Os responsáveis pela auditoria citam “diversas cobranças formais para que pudéssemos receber as informações solicitadas, que em vários casos foram disponibilizadas de forma intempestiva e, ainda, incompleta.”
Segundo o relatório, duas das principais propriedades — Água Branca e Tabatinga — estavam sem atividade operacional à época, justamente as mesmas áreas em disputa com os sem-terra e os quilombolas.
Os auditores identificaram ainda infrações trabalhistas. Segundo o relatório, funcionários da Escola Técnica Família Agrícola, contratados por meio de um convênio com o governo da Bahia, teriam recebido apenas dois salários em um ano.
Na nota enviada à Repórter Brasil, os advogados afirmam que todas as inconsistências apontadas pela auditoria foram sanadas, e que uma consultoria contábil especializada em entidades religiosas foi contratada.
Ainda segundo o posicionamento, não haveria pendências relacionadas aos apontamentos dos auditores.
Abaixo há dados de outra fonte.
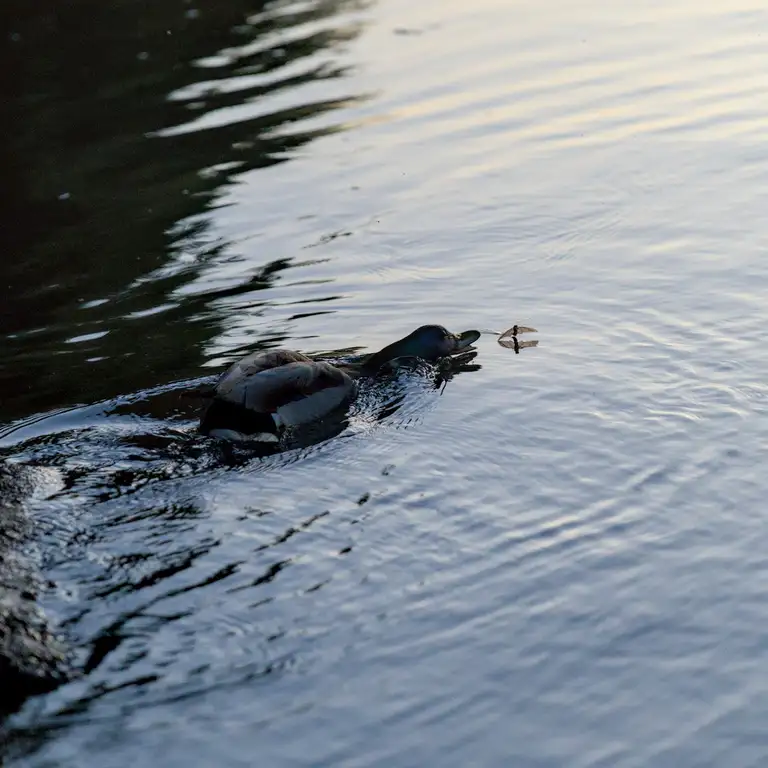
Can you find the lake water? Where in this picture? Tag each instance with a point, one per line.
(557, 559)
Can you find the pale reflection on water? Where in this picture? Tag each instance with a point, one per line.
(556, 559)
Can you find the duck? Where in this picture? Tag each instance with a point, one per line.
(267, 392)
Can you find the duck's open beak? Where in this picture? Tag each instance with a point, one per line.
(465, 340)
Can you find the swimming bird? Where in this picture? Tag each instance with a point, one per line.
(266, 392)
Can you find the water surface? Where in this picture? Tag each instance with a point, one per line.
(556, 559)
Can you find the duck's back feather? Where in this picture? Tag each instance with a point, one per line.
(288, 385)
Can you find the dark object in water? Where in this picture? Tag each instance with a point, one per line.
(508, 339)
(266, 392)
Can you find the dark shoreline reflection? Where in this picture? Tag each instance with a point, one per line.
(104, 189)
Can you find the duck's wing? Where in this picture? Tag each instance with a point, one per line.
(296, 389)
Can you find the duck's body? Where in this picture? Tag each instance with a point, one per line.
(265, 392)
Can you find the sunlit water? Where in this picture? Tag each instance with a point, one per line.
(558, 559)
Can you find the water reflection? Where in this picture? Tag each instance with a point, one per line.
(135, 130)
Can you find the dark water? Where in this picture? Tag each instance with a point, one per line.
(557, 559)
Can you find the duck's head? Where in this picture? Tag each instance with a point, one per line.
(429, 342)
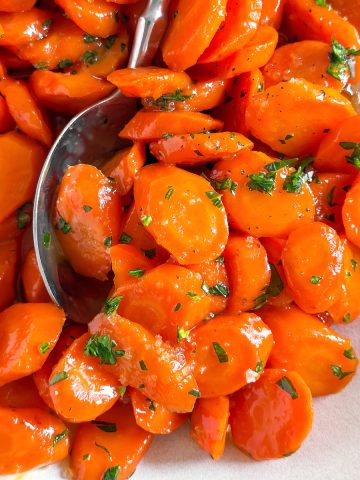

O mosteiro reiterou que todos os funcionários mantêm vínculos formais e que “não há, na atualidade, qualquer prestação de serviço irregular”. Leia a resposta na íntegra.
Em meio às disputas fundiárias e à investigação do MP, os sem-terra mantêm produção de alimentos agroecológicos. “O MST organizou essas famílias ocupando essa terra improdutiva, terra que vinha sendo alugada para botar boi de fazendeiro na região, e onde hoje o MST produz alimentos saudáveis”, finaliza Abraão.